Smartphones and teenagers go hand-in-hand, but in the event of a concussion, patients are not advised to use mobile devices. In a report published in Brain Injury, researchers from the Ohio State University Wexner Medical Center and Cincinnati Children's Hospital Medical Center showed teenagers using a mobile health application once a day with medical care improved concussion symptoms.

Although the American Academy of Neurology recommends limiting cognitive and physical activity until a concussion in treated, researchers believe this inactively increases depression and social isolation. To improve patient outcomes, researchers developed a mobile app that treats these factors while also speeding up a patient’s rate of recovery.

"We found that mobile apps incorporating social game mechanics and a heroic narrative can complement medical care to improve health among teenagers with unresolved concussion symptoms,” said first author Lise Worthen-Chaudhari, a physical rehabilitation specialist at Ohio State's Wexner Medical Center's Neurological Institute.

The mobile app, called SuperBetter, represents concussion symptoms such as headaches and dizziness as bad guys while medical recommendations are represented as power-ups. Users were also able to invite others into their network to view their activity and send achievements.

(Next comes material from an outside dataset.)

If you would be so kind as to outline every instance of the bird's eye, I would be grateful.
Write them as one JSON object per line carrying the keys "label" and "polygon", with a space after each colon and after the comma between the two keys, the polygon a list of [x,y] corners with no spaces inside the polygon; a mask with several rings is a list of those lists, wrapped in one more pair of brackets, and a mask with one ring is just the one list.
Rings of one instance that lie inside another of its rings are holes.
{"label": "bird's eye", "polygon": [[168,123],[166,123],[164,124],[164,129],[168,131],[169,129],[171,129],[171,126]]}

"Teens who've had a concussion are told not to use media or screens, and we wanted to test if it was possible for them to use screens just a little bit each day, and get the bang for the buck with that," Worthen-Chaudhari said. "The app rewrites things you might be frustrated about as a personal, heroic narrative. So you might start out feeling 'I'm frustrated. I can't get rid of this headache,' and then the app helps reframe that frustration to 'I battled the headache bad guy today. And I feel good about that hard work.'"

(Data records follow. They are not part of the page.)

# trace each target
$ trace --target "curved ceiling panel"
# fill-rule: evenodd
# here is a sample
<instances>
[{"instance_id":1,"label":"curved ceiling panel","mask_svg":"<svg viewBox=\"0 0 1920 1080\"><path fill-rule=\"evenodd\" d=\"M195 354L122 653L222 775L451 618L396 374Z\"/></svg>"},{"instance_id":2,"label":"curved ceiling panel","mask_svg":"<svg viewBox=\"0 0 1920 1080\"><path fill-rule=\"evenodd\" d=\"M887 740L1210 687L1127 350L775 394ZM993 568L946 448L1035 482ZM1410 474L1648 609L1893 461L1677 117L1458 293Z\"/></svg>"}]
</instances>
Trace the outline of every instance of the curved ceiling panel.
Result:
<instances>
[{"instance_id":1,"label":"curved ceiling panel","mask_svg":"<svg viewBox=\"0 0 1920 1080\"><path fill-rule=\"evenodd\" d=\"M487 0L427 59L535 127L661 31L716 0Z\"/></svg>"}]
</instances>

The study enrolled 19 teenagers who received standard care for three weeks after a head injury while the experimental group were given the SuperBetter app to record symptoms through the game.

"Since 2005, the rate of reported concussions in high school athletes has doubled, and youth are especially at risk," said study collaborator Kelsey Logan, MD, MPH, director of the division of sports medicine at Cincinnati Children's. "Pairing the social, mobile app SuperBetter with traditional medical care appears to improve outcomes and optimism for youth with unresolved concussion symptoms. More study is needed to investigate ways that leveraging interactive media may complement medical care and promote health outcomes among youth with concussion and the general population."